Final answer:
To solve the equation x^2 - 6x - 6 = 10, we set the equation to zero and apply the quadratic formula. After simplification, neither solution matches the provided options, suggesting an error in the question or the options.
Step-by-step explanation:
The question asks for the solutions of the equation x^2 − 6x − 6 = 10. To solve for x, we first need to set the equation to equal zero. We do this by subtracting 10 from both sides, yielding x^2 − 6x − 16 = 0.

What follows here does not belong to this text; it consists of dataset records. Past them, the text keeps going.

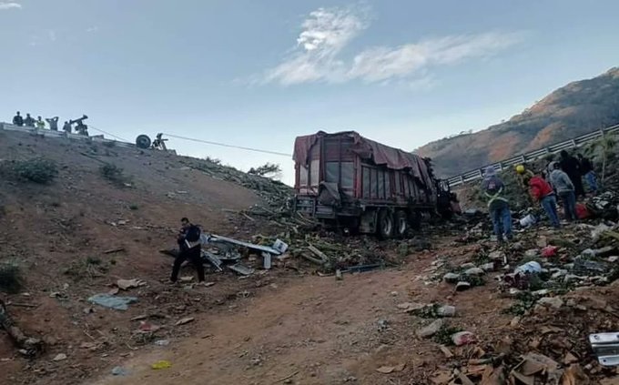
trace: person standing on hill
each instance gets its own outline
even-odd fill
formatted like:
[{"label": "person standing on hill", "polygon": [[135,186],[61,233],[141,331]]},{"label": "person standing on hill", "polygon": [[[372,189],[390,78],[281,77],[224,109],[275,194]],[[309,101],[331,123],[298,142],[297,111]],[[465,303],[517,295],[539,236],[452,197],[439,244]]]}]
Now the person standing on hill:
[{"label": "person standing on hill", "polygon": [[202,264],[202,245],[200,243],[200,228],[192,225],[189,219],[183,218],[180,219],[182,228],[178,233],[177,241],[180,248],[180,252],[174,259],[174,268],[170,280],[175,283],[178,279],[180,265],[186,260],[189,260],[198,271],[198,281],[204,282],[204,265]]},{"label": "person standing on hill", "polygon": [[581,174],[584,177],[584,180],[587,181],[589,188],[594,194],[597,193],[597,180],[595,179],[595,170],[594,168],[594,164],[591,160],[583,157],[583,154],[578,154],[578,160],[581,164]]},{"label": "person standing on hill", "polygon": [[15,117],[13,117],[13,124],[17,126],[17,127],[22,127],[24,126],[24,118],[22,116],[19,114],[19,111],[15,114]]},{"label": "person standing on hill", "polygon": [[49,129],[52,131],[57,131],[58,130],[58,117],[46,117],[46,120],[47,121],[47,124],[49,125]]},{"label": "person standing on hill", "polygon": [[557,199],[550,184],[537,175],[527,176],[524,182],[529,186],[531,197],[542,204],[553,227],[554,228],[561,228],[559,215],[557,214]]},{"label": "person standing on hill", "polygon": [[578,220],[578,214],[576,213],[576,194],[574,192],[574,186],[572,179],[563,171],[561,170],[561,166],[558,162],[551,164],[553,172],[550,174],[553,187],[563,202],[563,211],[565,213],[565,219]]},{"label": "person standing on hill", "polygon": [[584,187],[583,187],[583,174],[578,159],[568,154],[567,151],[561,151],[561,169],[570,177],[575,188],[576,197],[584,198]]},{"label": "person standing on hill", "polygon": [[35,127],[35,118],[30,116],[30,114],[25,114],[25,119],[24,119],[24,125],[25,125],[26,127]]},{"label": "person standing on hill", "polygon": [[492,166],[485,169],[482,190],[488,199],[488,210],[497,239],[499,242],[502,241],[503,234],[507,239],[512,239],[512,212],[503,194],[505,185],[496,176],[496,171]]}]

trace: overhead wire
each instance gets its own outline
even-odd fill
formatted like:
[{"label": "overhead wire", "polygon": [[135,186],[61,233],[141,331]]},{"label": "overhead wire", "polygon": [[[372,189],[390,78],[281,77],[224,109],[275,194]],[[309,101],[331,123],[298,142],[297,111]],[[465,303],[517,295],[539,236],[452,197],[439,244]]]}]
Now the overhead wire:
[{"label": "overhead wire", "polygon": [[[88,127],[90,128],[93,128],[96,131],[108,135],[108,136],[110,136],[110,137],[112,137],[116,139],[122,140],[123,142],[130,143],[129,140],[127,140],[123,137],[116,136],[116,135],[109,133],[107,131],[104,131],[101,128],[96,127],[92,125],[88,126]],[[277,156],[279,156],[279,157],[292,157],[292,154],[287,154],[287,153],[284,153],[284,152],[278,152],[278,151],[271,151],[271,150],[266,150],[266,149],[261,149],[261,148],[248,147],[244,147],[244,146],[229,145],[229,144],[227,144],[227,143],[214,142],[212,140],[198,139],[198,138],[196,138],[196,137],[181,137],[181,136],[178,136],[178,135],[168,134],[168,133],[163,133],[163,135],[165,135],[168,137],[174,137],[176,139],[188,140],[188,141],[191,141],[191,142],[204,143],[204,144],[207,144],[207,145],[219,146],[219,147],[228,147],[228,148],[238,148],[238,149],[241,149],[241,150],[245,150],[245,151],[253,151],[253,152],[259,152],[259,153],[263,153],[263,154],[277,155]]]},{"label": "overhead wire", "polygon": [[107,132],[107,131],[104,131],[104,130],[102,130],[101,128],[97,128],[97,127],[96,127],[95,126],[89,125],[88,127],[94,129],[95,131],[98,131],[98,132],[101,132],[101,133],[103,133],[103,134],[109,135],[110,137],[114,137],[114,138],[116,138],[116,139],[122,140],[123,142],[130,143],[129,140],[127,140],[127,139],[122,138],[122,137],[117,137],[116,135],[111,134],[111,133],[109,133],[109,132]]},{"label": "overhead wire", "polygon": [[182,140],[189,140],[189,141],[197,142],[197,143],[205,143],[207,145],[220,146],[220,147],[228,147],[228,148],[238,148],[238,149],[242,149],[242,150],[246,150],[246,151],[260,152],[260,153],[263,153],[263,154],[270,154],[270,155],[278,155],[278,156],[280,156],[280,157],[292,157],[292,154],[287,154],[287,153],[283,153],[283,152],[265,150],[265,149],[254,148],[254,147],[243,147],[243,146],[237,146],[237,145],[228,145],[228,144],[226,144],[226,143],[213,142],[211,140],[204,140],[204,139],[197,139],[197,138],[194,138],[194,137],[180,137],[180,136],[174,135],[174,134],[163,133],[163,135],[165,135],[168,137],[174,137],[174,138],[182,139]]}]

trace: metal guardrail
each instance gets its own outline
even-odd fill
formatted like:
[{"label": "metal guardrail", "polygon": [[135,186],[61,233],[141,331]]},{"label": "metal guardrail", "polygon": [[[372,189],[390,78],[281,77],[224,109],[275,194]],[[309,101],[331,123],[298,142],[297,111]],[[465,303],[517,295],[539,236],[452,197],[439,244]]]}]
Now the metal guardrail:
[{"label": "metal guardrail", "polygon": [[530,151],[526,154],[522,154],[508,159],[502,160],[501,162],[492,163],[486,165],[480,168],[475,168],[471,171],[464,172],[462,174],[449,177],[447,183],[449,183],[450,187],[455,187],[457,186],[463,185],[465,183],[473,182],[483,178],[483,170],[487,167],[492,167],[497,171],[502,171],[507,167],[516,166],[522,163],[530,162],[532,160],[539,159],[549,154],[556,154],[564,149],[571,149],[582,147],[588,143],[594,142],[598,138],[604,137],[607,134],[614,134],[619,132],[619,125],[612,126],[601,130],[593,131],[588,134],[581,135],[580,137],[574,137],[573,139],[568,139],[560,143],[555,143],[553,145],[548,146],[543,148],[539,148],[533,151]]},{"label": "metal guardrail", "polygon": [[111,140],[111,139],[106,139],[103,135],[95,135],[95,136],[84,136],[84,135],[77,135],[77,134],[69,134],[65,131],[52,131],[50,129],[39,129],[36,127],[19,127],[19,126],[15,126],[10,123],[3,123],[0,122],[0,131],[1,130],[5,130],[5,131],[19,131],[19,132],[27,132],[30,134],[36,134],[36,135],[41,135],[45,137],[65,137],[67,139],[74,139],[74,140],[85,140],[85,141],[91,141],[91,142],[100,142],[100,143],[114,143],[115,146],[119,146],[123,147],[135,147],[136,145],[133,143],[127,143],[127,142],[120,142],[117,140]]}]

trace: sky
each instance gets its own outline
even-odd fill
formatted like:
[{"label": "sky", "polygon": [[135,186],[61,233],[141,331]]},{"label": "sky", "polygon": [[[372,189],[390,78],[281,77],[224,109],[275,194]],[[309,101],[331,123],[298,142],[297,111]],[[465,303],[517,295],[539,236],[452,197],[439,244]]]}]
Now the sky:
[{"label": "sky", "polygon": [[[615,0],[0,0],[0,121],[291,154],[356,130],[413,150],[619,66]],[[107,136],[108,137],[108,136]],[[248,170],[289,156],[171,138]]]}]

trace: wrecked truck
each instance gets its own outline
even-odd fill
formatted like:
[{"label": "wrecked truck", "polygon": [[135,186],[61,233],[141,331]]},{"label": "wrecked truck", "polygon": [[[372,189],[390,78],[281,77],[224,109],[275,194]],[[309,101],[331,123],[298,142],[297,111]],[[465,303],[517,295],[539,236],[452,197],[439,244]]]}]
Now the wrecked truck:
[{"label": "wrecked truck", "polygon": [[424,219],[452,214],[453,195],[430,159],[357,132],[299,137],[293,159],[295,211],[328,227],[401,238]]}]

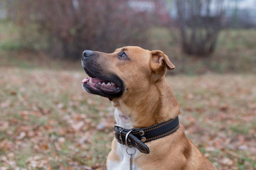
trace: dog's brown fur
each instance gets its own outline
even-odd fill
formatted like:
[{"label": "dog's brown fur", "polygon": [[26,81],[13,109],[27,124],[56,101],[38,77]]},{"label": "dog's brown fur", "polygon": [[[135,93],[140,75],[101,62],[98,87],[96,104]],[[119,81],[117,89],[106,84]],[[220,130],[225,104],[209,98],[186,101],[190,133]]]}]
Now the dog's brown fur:
[{"label": "dog's brown fur", "polygon": [[[129,60],[117,57],[125,51]],[[114,73],[124,83],[121,97],[112,99],[115,108],[127,118],[136,128],[147,128],[175,118],[181,114],[164,74],[174,65],[161,51],[149,51],[139,47],[124,47],[113,53],[98,52],[97,62],[103,72]],[[134,164],[139,169],[214,169],[210,162],[185,135],[181,125],[174,133],[146,142],[150,154],[139,153]],[[119,162],[114,139],[108,160]]]}]

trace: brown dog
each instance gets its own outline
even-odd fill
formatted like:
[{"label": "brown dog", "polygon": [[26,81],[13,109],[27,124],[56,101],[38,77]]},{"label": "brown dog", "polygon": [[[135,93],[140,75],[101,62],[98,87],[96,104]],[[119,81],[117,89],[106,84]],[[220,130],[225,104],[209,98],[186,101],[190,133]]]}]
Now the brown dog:
[{"label": "brown dog", "polygon": [[124,47],[82,55],[90,76],[83,88],[108,98],[115,108],[107,169],[214,169],[178,124],[180,106],[164,77],[166,68],[175,67],[164,52]]}]

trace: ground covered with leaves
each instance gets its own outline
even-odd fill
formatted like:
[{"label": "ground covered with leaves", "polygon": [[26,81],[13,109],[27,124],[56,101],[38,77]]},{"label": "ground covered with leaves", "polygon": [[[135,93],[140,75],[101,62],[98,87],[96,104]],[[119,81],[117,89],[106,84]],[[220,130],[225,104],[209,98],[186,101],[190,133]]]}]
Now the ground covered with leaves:
[{"label": "ground covered with leaves", "polygon": [[[78,71],[0,67],[0,169],[104,169],[114,124]],[[256,76],[167,77],[186,133],[217,169],[256,169]]]}]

To find the solutions of the quadratic equation, we can apply the quadratic formula:
x = −b ± √ (b^2 − 4ac) / (2a), where a is the coefficient of x^2, b is the coefficient of x, and c is the constant term.
Here, a = 1, b = −6, and c = −16. Plugging these values into the quadratic formula, we get:
x = −6 ± √ ((-6) ^2 − 4(1) (−16)) / (2 * 1)
x = −6 ± √ (36 + 64) / 2
x = −6 ± √100 / 2 = −6 ± 10 / 2
This gives two possible solutions for x:
- x = ( −6 + 10) / 2 → x = 4 / 2 → x = 2
- x = ( −6 − 10) / 2 → x = −16 / 2 → x = −8
However, neither of these solutions match with the options provided, which indicates there is an error either in the original equation provided or the options presented. Correct solutions based on the adjusted quadratic equation would be Option 1: x = −2 or x = 8.